J’ai ouvert un lieu, il y a 23 ans (j’ai envie de dire : « Il est jeune il n’a que 23 ans ») qui ressemble à cette sensation : il est vivant et fragile et me donne parfois le vertige. Cette fragilité du Théâtre Océan Nord permet de rester aux aguets, de rester vigilants, elle demande une force créatrice immense, qui ne dépend pas que de moi bien sûr, qui n’existe que grâce à celles et ceux qui font vivre le lieu, à tous ses étages, entre tous ses murs, qui le remplissent de travail, de vitalité et de poésie. Mais elle comporte aussi des risques, entre autres celui de tomber, de s’écraser C’est la raison pour laquelle il est important pour moi de dire aujourd’hui que le Théâtre Océan Nord doit exister pas seulement dans son présent -pas seulement comme un passé sur lequel on se retourne ou qu’on contemple du haut de ses échasses- mais qu’il a besoin aussi de se construire un futur ou pour le futur, qu’il a besoin d’un peu de consolidation, qu’il a besoin qu’on y installe quelques tuteurs vigoureux qui l’empêchent de tomber, sans quoi il pourrait ne pas avoir d’avenir, ce qui serait une perte, et pas seulement pour moi.
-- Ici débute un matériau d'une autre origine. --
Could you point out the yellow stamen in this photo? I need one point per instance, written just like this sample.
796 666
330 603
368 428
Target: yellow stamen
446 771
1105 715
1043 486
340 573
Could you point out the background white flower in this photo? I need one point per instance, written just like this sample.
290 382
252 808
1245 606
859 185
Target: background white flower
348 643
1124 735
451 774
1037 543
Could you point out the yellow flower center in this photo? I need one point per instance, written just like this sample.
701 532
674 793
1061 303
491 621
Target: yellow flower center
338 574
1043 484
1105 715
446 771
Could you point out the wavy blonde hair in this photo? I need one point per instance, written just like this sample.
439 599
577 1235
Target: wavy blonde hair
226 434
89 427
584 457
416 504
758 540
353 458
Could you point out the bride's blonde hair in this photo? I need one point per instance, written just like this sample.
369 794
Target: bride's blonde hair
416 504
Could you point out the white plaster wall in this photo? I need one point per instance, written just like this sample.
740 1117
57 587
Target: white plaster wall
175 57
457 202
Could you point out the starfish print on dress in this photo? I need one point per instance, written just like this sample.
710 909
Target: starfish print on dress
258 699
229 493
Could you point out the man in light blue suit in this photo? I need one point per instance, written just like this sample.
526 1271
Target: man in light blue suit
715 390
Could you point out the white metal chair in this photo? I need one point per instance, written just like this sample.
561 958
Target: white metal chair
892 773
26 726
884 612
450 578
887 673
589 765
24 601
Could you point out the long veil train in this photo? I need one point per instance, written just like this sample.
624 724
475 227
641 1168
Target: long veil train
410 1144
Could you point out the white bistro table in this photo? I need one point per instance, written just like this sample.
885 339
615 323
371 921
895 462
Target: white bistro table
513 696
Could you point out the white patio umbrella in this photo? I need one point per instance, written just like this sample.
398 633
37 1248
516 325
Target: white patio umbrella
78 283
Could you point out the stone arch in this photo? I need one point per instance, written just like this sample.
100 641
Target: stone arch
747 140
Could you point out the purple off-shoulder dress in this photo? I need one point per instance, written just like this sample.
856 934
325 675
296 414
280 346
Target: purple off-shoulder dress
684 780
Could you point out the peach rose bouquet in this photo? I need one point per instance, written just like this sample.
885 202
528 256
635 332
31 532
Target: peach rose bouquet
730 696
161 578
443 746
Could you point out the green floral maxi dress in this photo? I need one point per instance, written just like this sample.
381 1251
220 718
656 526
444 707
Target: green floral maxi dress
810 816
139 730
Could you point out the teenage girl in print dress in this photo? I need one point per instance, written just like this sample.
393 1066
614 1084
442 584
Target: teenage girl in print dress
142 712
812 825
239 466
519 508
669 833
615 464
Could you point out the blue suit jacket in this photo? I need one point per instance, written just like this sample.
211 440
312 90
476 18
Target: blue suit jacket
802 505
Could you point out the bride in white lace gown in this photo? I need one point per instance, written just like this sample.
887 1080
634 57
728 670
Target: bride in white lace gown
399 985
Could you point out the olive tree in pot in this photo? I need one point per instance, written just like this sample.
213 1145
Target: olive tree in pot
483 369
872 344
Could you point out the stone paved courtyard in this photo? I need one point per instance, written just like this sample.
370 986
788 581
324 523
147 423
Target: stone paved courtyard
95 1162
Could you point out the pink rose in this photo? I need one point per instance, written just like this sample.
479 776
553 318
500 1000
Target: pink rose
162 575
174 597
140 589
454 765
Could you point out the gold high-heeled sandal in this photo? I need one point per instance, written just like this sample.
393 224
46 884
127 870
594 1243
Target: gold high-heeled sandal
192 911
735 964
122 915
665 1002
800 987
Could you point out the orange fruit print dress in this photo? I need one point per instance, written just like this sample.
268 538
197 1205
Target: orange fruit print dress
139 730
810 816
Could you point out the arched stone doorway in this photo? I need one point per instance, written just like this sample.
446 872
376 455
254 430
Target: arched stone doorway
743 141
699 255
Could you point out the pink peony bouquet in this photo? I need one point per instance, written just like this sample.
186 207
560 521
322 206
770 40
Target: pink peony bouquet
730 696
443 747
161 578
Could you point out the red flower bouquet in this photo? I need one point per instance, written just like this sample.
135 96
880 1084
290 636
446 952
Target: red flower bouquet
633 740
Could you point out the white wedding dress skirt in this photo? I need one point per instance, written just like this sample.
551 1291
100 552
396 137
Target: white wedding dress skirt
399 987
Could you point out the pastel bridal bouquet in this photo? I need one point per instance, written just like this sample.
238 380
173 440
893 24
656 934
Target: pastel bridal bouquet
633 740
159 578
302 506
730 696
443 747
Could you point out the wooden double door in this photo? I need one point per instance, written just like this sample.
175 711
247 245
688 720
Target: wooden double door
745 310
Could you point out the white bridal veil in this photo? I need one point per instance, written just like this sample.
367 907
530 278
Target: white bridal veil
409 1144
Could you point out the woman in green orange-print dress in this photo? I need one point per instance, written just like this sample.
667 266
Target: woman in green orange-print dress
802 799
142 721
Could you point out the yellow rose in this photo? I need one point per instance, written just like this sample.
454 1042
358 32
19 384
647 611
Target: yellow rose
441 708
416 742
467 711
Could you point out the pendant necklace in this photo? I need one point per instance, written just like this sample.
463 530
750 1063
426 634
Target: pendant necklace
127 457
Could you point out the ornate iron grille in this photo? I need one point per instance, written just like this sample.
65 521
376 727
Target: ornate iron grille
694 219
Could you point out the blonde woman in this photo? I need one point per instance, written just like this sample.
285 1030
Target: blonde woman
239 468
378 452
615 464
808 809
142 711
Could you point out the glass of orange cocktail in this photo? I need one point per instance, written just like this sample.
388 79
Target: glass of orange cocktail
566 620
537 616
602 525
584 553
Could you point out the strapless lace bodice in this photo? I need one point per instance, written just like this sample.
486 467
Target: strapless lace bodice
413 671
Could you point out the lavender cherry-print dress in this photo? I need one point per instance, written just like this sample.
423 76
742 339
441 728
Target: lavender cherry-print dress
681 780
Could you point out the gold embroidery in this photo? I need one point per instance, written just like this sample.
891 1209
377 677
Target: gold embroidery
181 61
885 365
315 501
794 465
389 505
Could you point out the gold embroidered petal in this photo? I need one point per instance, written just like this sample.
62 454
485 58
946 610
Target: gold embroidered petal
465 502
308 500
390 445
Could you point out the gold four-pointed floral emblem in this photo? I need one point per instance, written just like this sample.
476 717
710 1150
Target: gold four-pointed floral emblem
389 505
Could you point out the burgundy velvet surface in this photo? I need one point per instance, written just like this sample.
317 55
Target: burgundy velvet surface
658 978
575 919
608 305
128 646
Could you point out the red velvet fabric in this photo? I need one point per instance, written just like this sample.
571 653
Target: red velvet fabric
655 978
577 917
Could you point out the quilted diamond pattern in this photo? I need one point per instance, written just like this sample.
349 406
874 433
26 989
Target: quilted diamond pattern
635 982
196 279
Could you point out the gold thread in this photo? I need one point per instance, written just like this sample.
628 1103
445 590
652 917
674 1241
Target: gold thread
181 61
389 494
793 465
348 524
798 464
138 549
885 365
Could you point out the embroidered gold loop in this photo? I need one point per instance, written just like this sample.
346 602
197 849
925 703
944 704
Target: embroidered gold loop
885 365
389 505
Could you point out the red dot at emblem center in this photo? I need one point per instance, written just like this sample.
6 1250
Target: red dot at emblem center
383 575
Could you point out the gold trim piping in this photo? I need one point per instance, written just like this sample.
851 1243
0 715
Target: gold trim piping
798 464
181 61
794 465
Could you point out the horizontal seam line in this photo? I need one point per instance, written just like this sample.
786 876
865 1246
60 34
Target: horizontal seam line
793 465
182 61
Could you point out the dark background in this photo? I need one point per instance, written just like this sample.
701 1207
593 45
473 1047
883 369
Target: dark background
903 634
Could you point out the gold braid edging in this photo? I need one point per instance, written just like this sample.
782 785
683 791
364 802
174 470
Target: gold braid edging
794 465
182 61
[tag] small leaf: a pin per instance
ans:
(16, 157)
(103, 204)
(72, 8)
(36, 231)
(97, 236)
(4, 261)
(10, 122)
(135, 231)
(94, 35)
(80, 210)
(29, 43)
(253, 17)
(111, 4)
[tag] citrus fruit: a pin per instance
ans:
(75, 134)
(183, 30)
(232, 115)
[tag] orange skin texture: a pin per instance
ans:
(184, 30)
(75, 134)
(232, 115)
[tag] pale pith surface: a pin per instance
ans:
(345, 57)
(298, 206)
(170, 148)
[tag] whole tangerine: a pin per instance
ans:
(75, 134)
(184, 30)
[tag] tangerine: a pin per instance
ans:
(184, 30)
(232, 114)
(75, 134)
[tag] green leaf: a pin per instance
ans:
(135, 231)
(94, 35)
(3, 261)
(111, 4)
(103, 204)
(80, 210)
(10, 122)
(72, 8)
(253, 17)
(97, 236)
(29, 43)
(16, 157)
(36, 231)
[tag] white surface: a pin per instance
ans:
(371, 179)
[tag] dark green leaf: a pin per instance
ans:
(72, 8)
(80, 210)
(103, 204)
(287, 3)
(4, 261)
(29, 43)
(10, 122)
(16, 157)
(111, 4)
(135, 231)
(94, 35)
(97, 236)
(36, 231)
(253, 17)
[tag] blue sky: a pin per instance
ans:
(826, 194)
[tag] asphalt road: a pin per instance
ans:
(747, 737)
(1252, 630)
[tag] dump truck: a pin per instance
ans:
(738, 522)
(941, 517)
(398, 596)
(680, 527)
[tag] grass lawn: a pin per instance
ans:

Et ceci me fait faire un lien avec la jeunesse que je voudrais continuer à soutenir, par tous les moyens possibles et à qui je continue à vouloir raconter mon histoire parce qu’elle a commencé dans une époque (loin en-dessous de mes échasses), plus favorable où les choses étaient plus faciles, moins liées aux chiffres, à l’efficacité, aux résultats, et que cette chance que j’ai eue je sais que je dois la garder vivace pour que malgré tout, cela serve -même si on ne sait pas comment-. C’est comme cela que j’essaie de travailler à Océan Nord, j’essaie de rendre ce qui m’a été donné, j’essaie de faire pour d’autres ce qu’on a fait pour moi (même si c’est avec moins de moyens) j’essaie de prolonger un flux, j’essaie que ce qui a été vivant le reste et continue à produire du vivant, d’une génération à une autre…tout en laissant ABSOLUMENT aux autres la possibilité d’être différents.

Et pour finir je voudrais remercier les journalistes des Prix Maeterlinck de la critique de la reconnaissance qu’ils offrent aujourd’hui au festival Mouvements d’identité. C’est la première fois que j’ai osé concevoir un événement de ce type-là, le rassemblement de plusieurs artistes proches de moi autour d’un centre, d’une idée, artistes ayant chacune un pied en Europe et l’autre en Afrique. Cette première fois ressemble à ce que j’ai dit tout à l’heure, l’endroit de la naissance. C’était donc la première fois mais j’espère que ce ne sera pas la dernière.